Il M5s deve soprattutto dimostrare di sapere governare. Se lo farà soprattutto a Roma, sarà a metà del guado. L’altra metà è fatta dai rapporti con la magistratura, le possibili inchieste, il rapporto con la cittadinanza che non è M5s; la capacità di gestire le proprie storture organizzative, per esempio il ruolo bizzarro che Kim Jong un-Casaleggio junior ha nel direttorio del partito, i contratti da centralismo democratico via legale; i conflitti inevitabili tra i leader eletti a furor di popolo, come la Raggi a Roma, e quelli non eletti, nei fatti, come Di Maio e Di Battista. I non eletti, per contratto controlleranno gli eletti: questo quanto a lungo sarà sostenibile?

Ma poi alla fine se a Roma si raccoglierà la spazzatura, si copriranno le buche e si riporterà la viabilità il più sarà fatto. La questione è: la Raggi riuscirà a riportare l’ordine in una città diventata quasi tutta una Suburra, come in un romanzo di Giancarlo De Cataldo?

Il terzo polo, quello dove potrebbe esserci uno Zhuge Liang o un Mao Zedong è la destra. Frantumata, ancora più che divisa, l’unico risultato vero la destra lo ha preso al primo turno, dove nel profondo sud, in mezzo alle montagne della Calabria “saudita”, nelle terre del vescovo Galantino, a Cosenza Mario Occhiuto ha vinto subito con il 60% dei consensi. Lì la sinistra era sotto il 20% e i M5s non sono mai stati una minaccia. Lì la destra ha vinto semplicemente perché ha saputo governare bene e ha fatto una campagna moderata, senza odi e acrimonie verso alcuno. È stata la stessa campagna di Parisi a Milano in sostanza, che ha perso ma solo a un soffio del candidato di governo Sala, in qualche modo suo alter ego, comunque fuori dai toni magniloquenti di altri. 

Per numeri e importanza strategica il risultato di Milano dà a Parisi un posto alla guida della nuova destra. Questa non può essere guidata da Salvini o Meloni, troppo estremisti e truculenti, espressione di una pancia vera dell’Italia che però non sarà maggioritaria almeno con loro. Anche perché estremismo per estremismo il Grillo Furioso, con l’agitarsi disordinato di barba e capelli intercalato da battute semiserie sull’universo mondo, sarà sempre più facinoroso di Meloni o Salvini.

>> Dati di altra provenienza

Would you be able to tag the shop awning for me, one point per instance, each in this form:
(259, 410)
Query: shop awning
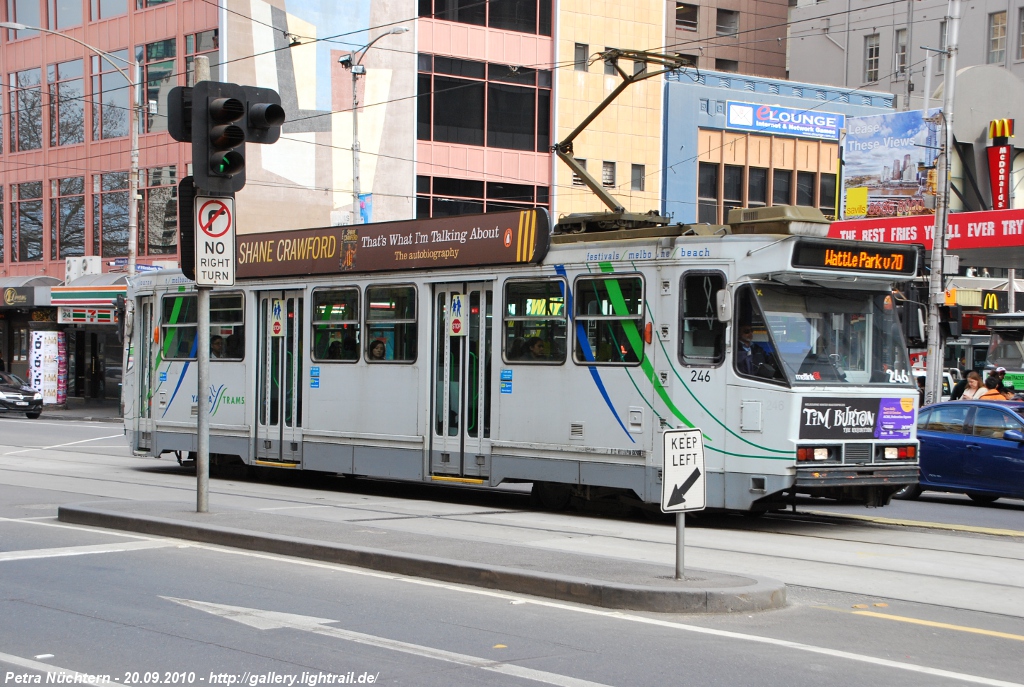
(90, 290)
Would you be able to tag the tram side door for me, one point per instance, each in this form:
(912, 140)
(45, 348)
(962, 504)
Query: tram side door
(461, 397)
(280, 377)
(144, 369)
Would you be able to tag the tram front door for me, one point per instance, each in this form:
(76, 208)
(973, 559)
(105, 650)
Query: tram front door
(461, 418)
(279, 379)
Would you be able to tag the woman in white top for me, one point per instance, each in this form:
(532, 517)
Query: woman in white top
(974, 386)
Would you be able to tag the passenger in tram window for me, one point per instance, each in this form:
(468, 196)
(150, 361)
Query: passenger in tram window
(216, 346)
(534, 350)
(378, 350)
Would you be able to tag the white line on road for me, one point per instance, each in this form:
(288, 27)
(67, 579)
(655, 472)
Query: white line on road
(798, 646)
(265, 619)
(33, 554)
(60, 445)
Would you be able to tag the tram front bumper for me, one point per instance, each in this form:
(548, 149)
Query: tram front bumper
(856, 475)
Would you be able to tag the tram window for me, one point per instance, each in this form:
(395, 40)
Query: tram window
(609, 320)
(227, 328)
(391, 320)
(701, 341)
(336, 325)
(178, 333)
(535, 321)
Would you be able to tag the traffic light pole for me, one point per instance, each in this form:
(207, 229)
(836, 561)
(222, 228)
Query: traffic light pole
(203, 357)
(933, 379)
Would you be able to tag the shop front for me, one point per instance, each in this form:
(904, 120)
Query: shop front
(86, 312)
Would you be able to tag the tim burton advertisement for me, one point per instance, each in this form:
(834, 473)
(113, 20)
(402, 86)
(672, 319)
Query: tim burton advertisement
(856, 418)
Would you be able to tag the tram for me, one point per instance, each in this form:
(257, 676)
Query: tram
(486, 349)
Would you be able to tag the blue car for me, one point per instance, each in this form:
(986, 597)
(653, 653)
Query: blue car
(971, 446)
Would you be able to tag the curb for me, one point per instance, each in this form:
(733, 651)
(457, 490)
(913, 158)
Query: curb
(762, 595)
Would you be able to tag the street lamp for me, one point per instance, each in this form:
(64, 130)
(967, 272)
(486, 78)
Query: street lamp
(132, 128)
(353, 61)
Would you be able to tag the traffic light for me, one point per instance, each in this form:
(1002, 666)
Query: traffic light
(218, 136)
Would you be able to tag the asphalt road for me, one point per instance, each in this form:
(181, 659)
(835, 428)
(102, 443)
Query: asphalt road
(173, 612)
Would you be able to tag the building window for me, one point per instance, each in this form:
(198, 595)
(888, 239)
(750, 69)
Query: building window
(609, 318)
(67, 217)
(686, 16)
(178, 325)
(996, 38)
(727, 23)
(702, 338)
(581, 57)
(27, 221)
(1020, 34)
(26, 111)
(871, 50)
(826, 195)
(203, 43)
(577, 179)
(899, 57)
(942, 44)
(638, 177)
(104, 9)
(530, 16)
(159, 76)
(391, 319)
(158, 227)
(23, 11)
(708, 192)
(805, 188)
(110, 93)
(65, 13)
(110, 214)
(463, 197)
(757, 187)
(336, 325)
(67, 92)
(781, 192)
(535, 321)
(608, 174)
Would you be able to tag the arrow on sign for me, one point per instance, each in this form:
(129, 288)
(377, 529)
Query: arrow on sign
(267, 619)
(679, 491)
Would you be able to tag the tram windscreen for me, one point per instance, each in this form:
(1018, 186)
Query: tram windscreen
(835, 336)
(1005, 352)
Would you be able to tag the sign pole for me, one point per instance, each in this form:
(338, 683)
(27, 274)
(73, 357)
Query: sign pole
(680, 545)
(683, 484)
(203, 326)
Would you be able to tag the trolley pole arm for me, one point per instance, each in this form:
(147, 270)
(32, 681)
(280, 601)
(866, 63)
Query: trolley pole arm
(563, 148)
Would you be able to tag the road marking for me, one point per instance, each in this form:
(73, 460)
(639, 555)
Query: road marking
(619, 615)
(921, 523)
(266, 619)
(33, 554)
(943, 626)
(83, 678)
(60, 445)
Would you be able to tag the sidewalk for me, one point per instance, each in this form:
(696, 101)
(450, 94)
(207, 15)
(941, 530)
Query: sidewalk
(609, 583)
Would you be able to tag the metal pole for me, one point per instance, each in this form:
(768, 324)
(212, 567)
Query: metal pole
(356, 216)
(908, 53)
(933, 386)
(203, 353)
(680, 545)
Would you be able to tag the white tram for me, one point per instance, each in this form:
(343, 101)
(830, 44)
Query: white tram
(483, 349)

Altri elementi della complessa cabala italiana sono poi i potenti proconsoli locali, il de Magistris, confermato sindaco di Napoli e senza un padrone. Questi cosa faranno? Fino a ieri la partita era giocare di sponda con il Pd, da domani potrebbero essere invece anche sponda per i M5s, a cui appaiono vicini come temperamento. Ma il Berlusconi che sdoganò la destra estrema 25 anni fa potrebbe oggi forse anche sdoganare questi neo Masaniello.

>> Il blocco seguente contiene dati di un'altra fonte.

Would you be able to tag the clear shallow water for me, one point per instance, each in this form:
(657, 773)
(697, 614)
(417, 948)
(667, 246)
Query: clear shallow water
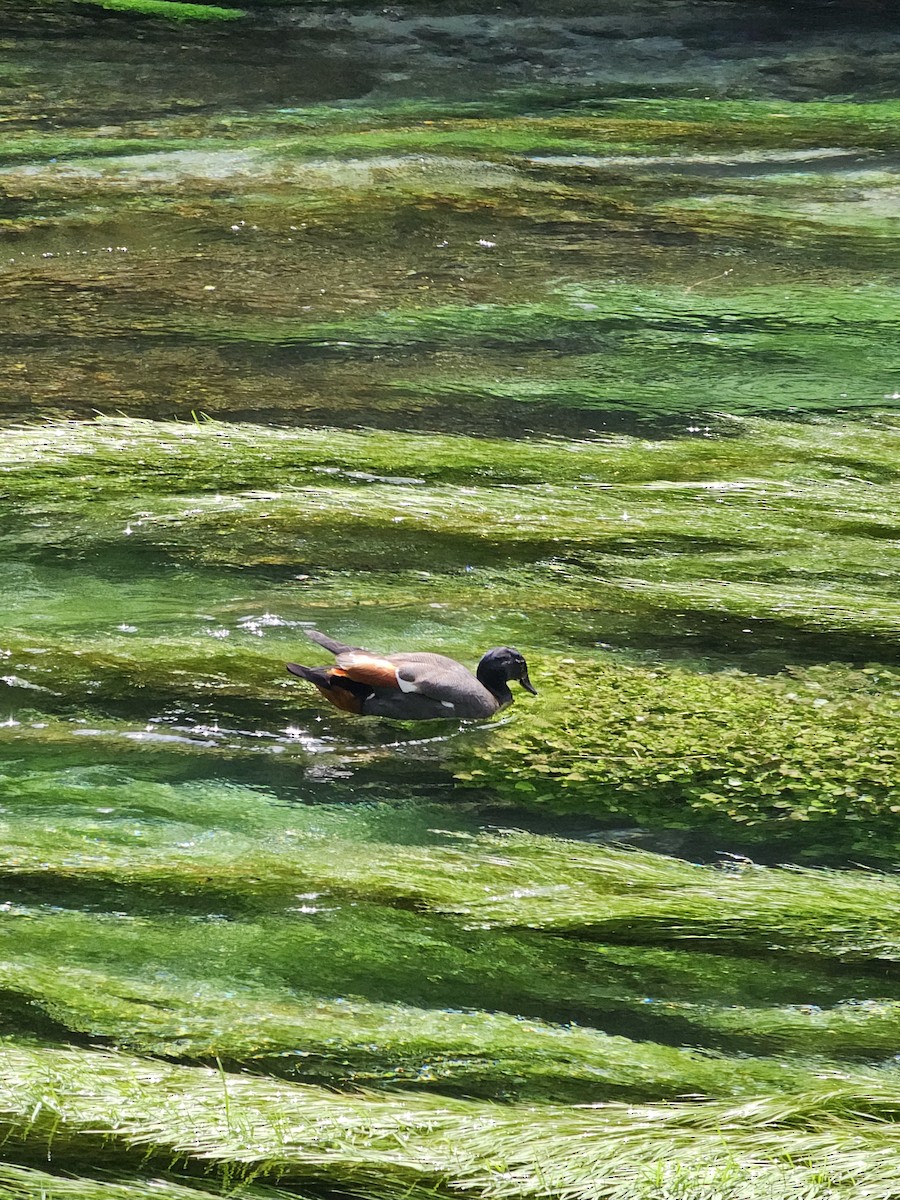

Infine si torna al Pd di Renzi. In questo clima di tutti contro tutti, senza un appello all’unità patria e un lavorio vero di unità per il futuro, nessuno può escludere una rivolta interna del partito. Il governatore della Puglia Emiliano da tempo fa sapere di stare riscaldando i motori e i deputati Pd, davanti alla prospettiva di un massacro elettorale prossimo, potrebbero imbizzarrirsi. Il Pd ha una storia di tradimenti e golpe contro i suoi leader. Del resto Renzi è arrivato così al potere. Per il suo bene, e il bene dell’Italia, si annodi una cravatta, magari si tolga anche le lentine e rimetta gli occhiali, e cominci, per favore, a fare il padre della patria. Lui ne ha bisogno prima di tutti.